Unraveling Dark Matter: A Bold Experiment Hunts for the Mysterious Axion

Scientists are on a groundbreaking quest to uncover axions—hypothetical particles that could solve some of physics’ biggest mysteries, including the absence of an electric dipole moment in neutrons and the nature of dark matter.

Using the cutting-edge European XFEL in Hamburg, researchers fired powerful X-rays through specialized crystals, aiming to observe axions converting into light—potential evidence of their existence. This pioneering study, already rivaling major particle accelerator experiments, demonstrates the transformative potential of XFEL technology in particle physics.
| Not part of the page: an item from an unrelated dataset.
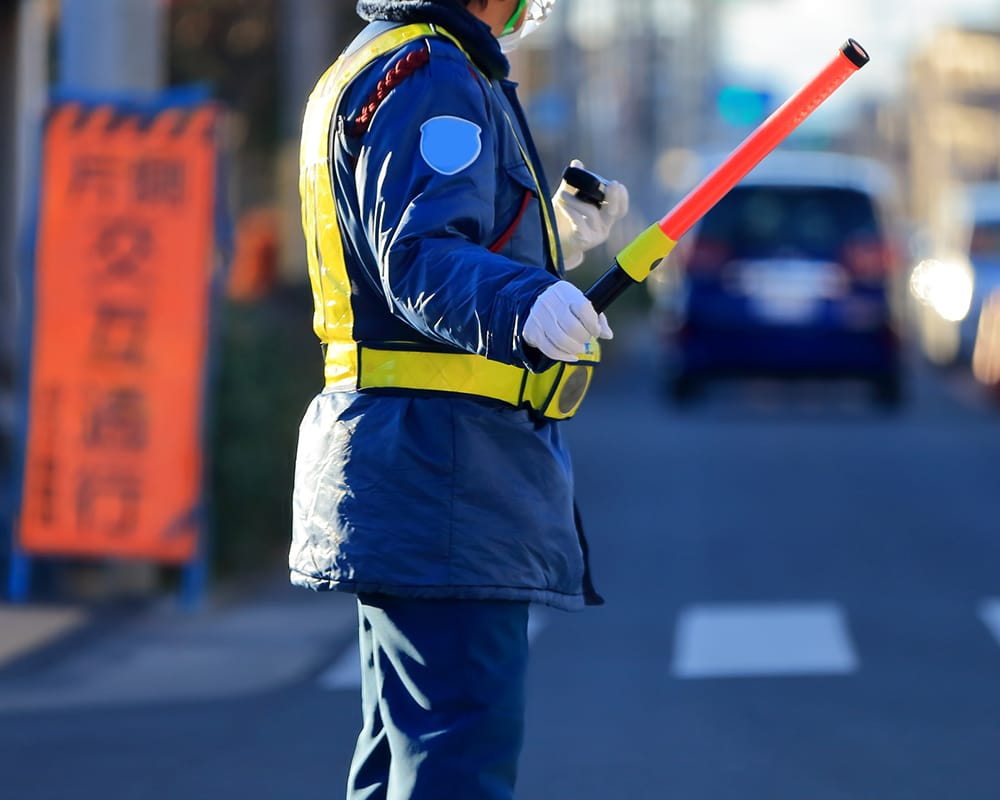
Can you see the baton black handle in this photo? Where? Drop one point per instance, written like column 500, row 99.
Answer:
column 633, row 264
A Step Closer to Understanding the Universe’s Missing Mass

A team from the University of Oxford, in collaboration with the UK Science and Technology Facilities Council (STFC) and other research institutions, has released new findings from their hunt for axions. Their experiment, conducted at the European X-ray Free Electron Laser (European XFEL) in Hamburg, is outlined in a recent Physical Review Letters publication.

Axions were first proposed to resolve a fundamental conundrum in physics: why neutrons, despite being composed of charged quarks, lack an electric dipole moment. Scientists theorize that axions—tiny, nearly massless particles—could counteract this imbalance. If confirmed, axions would provide strong evidence for physics beyond the Standard Model.
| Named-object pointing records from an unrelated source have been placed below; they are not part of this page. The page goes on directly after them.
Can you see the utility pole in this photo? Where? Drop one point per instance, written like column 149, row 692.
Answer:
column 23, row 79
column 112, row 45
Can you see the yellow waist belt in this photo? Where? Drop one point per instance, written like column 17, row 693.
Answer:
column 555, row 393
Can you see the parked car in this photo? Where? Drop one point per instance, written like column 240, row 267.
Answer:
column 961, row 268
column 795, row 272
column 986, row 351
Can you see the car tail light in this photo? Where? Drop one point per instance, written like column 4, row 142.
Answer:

Beyond this, axions are a leading candidate for dark matter—the invisible substance constituting most of the Universe’s mass and structure.

Harnessing the World’s Most Powerful X-Ray Laser

To test for axions, the research team leveraged the world’s most powerful X-ray laser, the European XFEL, located in Schenefeld near Hamburg, Germany. This advanced facility features a 3.4-kilometer-long tunnel equipped with a superconducting linear accelerator and photon beamlines, generating ultrashort X-ray pulses at an astonishing rate of 27,000 per second.

These X-rays were directed through thin slabs of meticulously aligned germanium crystals, which contain a strong internal electric field. To high-speed particles, this electric field behaves like an extremely intense magnetic field (~103 Tesla), creating conditions where photons could convert into axions and vice versa.

A ‘Light-Shining-Through-Walls’ Experiment

An opaque titanium sheet placed between the crystals served as a barrier to photons, allowing only axions to pass through. These axions were then detected when they reconverted into photons in the second crystal, using a technique known as ‘light-shining-through-walls.’

This proof-of-concept experiment demonstrated that their setup has a sensitivity to axions that is already competitive with other large-scale particle accelerator experiments. Future studies will focus on detecting axions within the milli- to kilo-electron volt mass range, with efforts to enhance sensitivity by several hundred times to match predictions from Quantum Chromodynamics (QCD).

Collaboration and Innovation in Fundamental Physics

Lead researcher Dr. Jack Halliday, an experimental plasma physicist at STFC, emphasized the significance of this approach, stating, “This experiment highlights the versatility of XFEL technology in tackling some of the most fundamental questions in physics and expanding our understanding of the universe.”

Principal Investigator Professor Gianluca Gregori added, “This study is the culmination of long-standing collaboration within Oxford’s Department of Physics, bringing together expertise from Atomic and Laser Physics, Theoretical Physics, and Particle Physics. The success of this experiment depended on interpreting a challenging, unconventional measurement, made possible by our team’s diverse expertise.”

This pioneering experiment paves the way for future discoveries, bringing scientists closer to unlocking the secrets of dark matter and uncovering new physics beyond the Standard Model.